第1章 1
「このケーキ美味しい!」
私は甘いケーキを頬張りながらほっぺに手を当てる。快斗の方を見ると快斗は私を見て微笑んでいた。
「……な、何ずっと見てるの?」
「かわいいなって」
「ば、馬鹿じゃないの!?」
私は恥ずかしさで顔を背ける。すると快斗は私の手を取ってそっと手にキスをした。
「……っ……快斗…///」
「好きだよ。俺の彼女になってくれる?」
「ぁ…………」
その姿は王子様のように輝いて、キラキラしている。嬉しすぎて上手く声が出ない私の頬を暖かな涙が伝った。
「ゆい?」
「わ…私も……す……すき……快斗の彼女になりたい……っ」
私は快斗の手を握り返して、快斗を見つめる。

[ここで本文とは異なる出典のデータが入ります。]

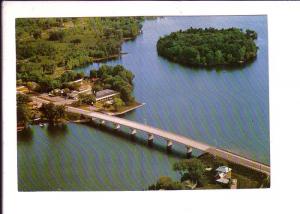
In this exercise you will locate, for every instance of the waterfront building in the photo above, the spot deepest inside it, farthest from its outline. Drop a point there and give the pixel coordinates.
(106, 94)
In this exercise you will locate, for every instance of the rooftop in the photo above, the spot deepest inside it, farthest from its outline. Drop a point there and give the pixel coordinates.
(106, 92)
(223, 169)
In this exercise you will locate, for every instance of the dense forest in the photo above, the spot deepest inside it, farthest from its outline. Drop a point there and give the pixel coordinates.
(209, 46)
(47, 47)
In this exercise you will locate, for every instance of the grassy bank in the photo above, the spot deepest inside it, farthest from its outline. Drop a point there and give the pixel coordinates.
(246, 177)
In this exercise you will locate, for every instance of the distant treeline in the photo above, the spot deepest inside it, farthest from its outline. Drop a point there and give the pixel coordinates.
(209, 46)
(44, 44)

私たちはそのまま吸い寄せられるようにそっとキスをした。
快斗からそっと離れて快斗を見つめているとテーブルの上に快斗が長方形の箱を置いた。
「これは?」
「これは、その…記念みたいな…」
少し照れたように言う快斗の頬は少し赤い。
箱を受け取り、開けてみるとそこにあったのはハートのネックレス。
「綺麗……」
「つけてやるよ」
「うん…」
快斗に着けてもらい私はそっと前を向く。
「似合ってる…」
そう微笑んだ彼が眩しくて私もそっと笑った。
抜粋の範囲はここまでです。